Seonaid broke-in. “It was my brother and renegades from all the clans who did
this. Lochlan.” She, too, held her head high.

“Lochlan?”
Oh, aye, finally something made sense. Lochlan  MacKay, a conniving, evil man.

“Laird
Gunn, tell your clansmen to stop their charge!” A command weakened by the
tremor in her voice. He didn’t blame her.

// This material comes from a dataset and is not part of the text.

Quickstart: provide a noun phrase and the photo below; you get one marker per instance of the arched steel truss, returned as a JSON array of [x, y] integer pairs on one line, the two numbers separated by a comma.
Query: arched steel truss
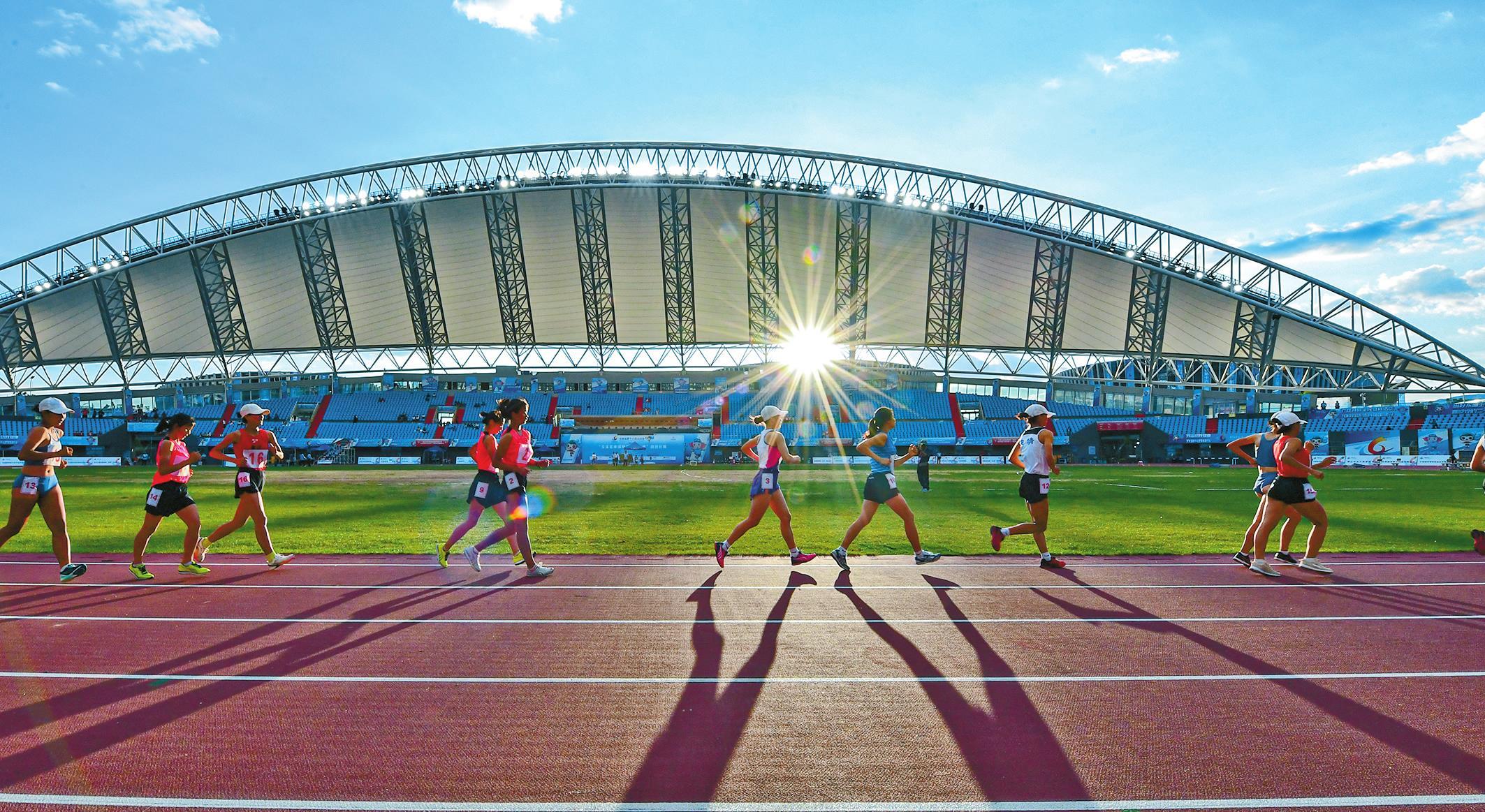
[[1390, 352]]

The ground shook, the air burned with
the approach.

“And,”
he shouted, “who’s to stop your men?”

For
the first time, Maggie MacKay looked to the land she had crossed not moments
before.

“Oh
shite!” She sniped. “Who told him?” She grasped Aulay’s arm. “He doesn’t know
what we are about, but he doesn’t want this battle.”

“No
doubt you were not his first choice for ransom.”

She
shook her head, proud and defiant. Aulay felt a twinge of sympathy for the man.

“We’ve
no time for him to listen.” She pleaded over the growing rumble of the ground
as both sides stormed closer. “You’re going to have to trust me.” And without
any sign of fear she maneuvered her horse, signaled for Seonaid to follow suit  “We’ll
take your back, you take ours.”

And
so their mounts’ rumps faced the threat from the Gunns.

She
turned her back on the enemy.

Without
time to consider alternatives, Aulay nodded for Erik and Gil to follow his lead
as he turned his back on The Bold, their backs to a charging army charging.

Five
against two armies, stood firm. Propelled by a black well of hatred, there was
no guarantee his men would stop despite their own laird.

And
what of the MacKays, with no notion their Laird’s bride meant to form a truce? Aulay
knew, if he wasn’t trampled by his own men he may just end up with a knife in
his back.

He
heard The Bold’s shout to halt but still, the Gunns surged forward.

He
rose in his seat, held his hands high, fury pumping through him, that his own
men could, quite possibly, betray his lead.

Slowly,
Gil and Erik moved toward the advancing army. Shouts lessened, speed slowed
until, finally, they held still, close enough Aulay could see the rise and fall
of their chests, as they heaved in their own restraint.

Then
he turned to the MacKay.

“It
seems we have a common enemy.” He called across the divide.

“Aye!”
The MacKay returned. “A wily fox who would be best cornered from all sides. Are
you with us?”

Aulay
paused as horses side stepped and snorted. “We are with you.” He confirmed.

Maggie,
Seonaid by her side, led the Laird Gunn to his adversary, the Laird MacKay,
before leaving them to form, if only for this day, a bond.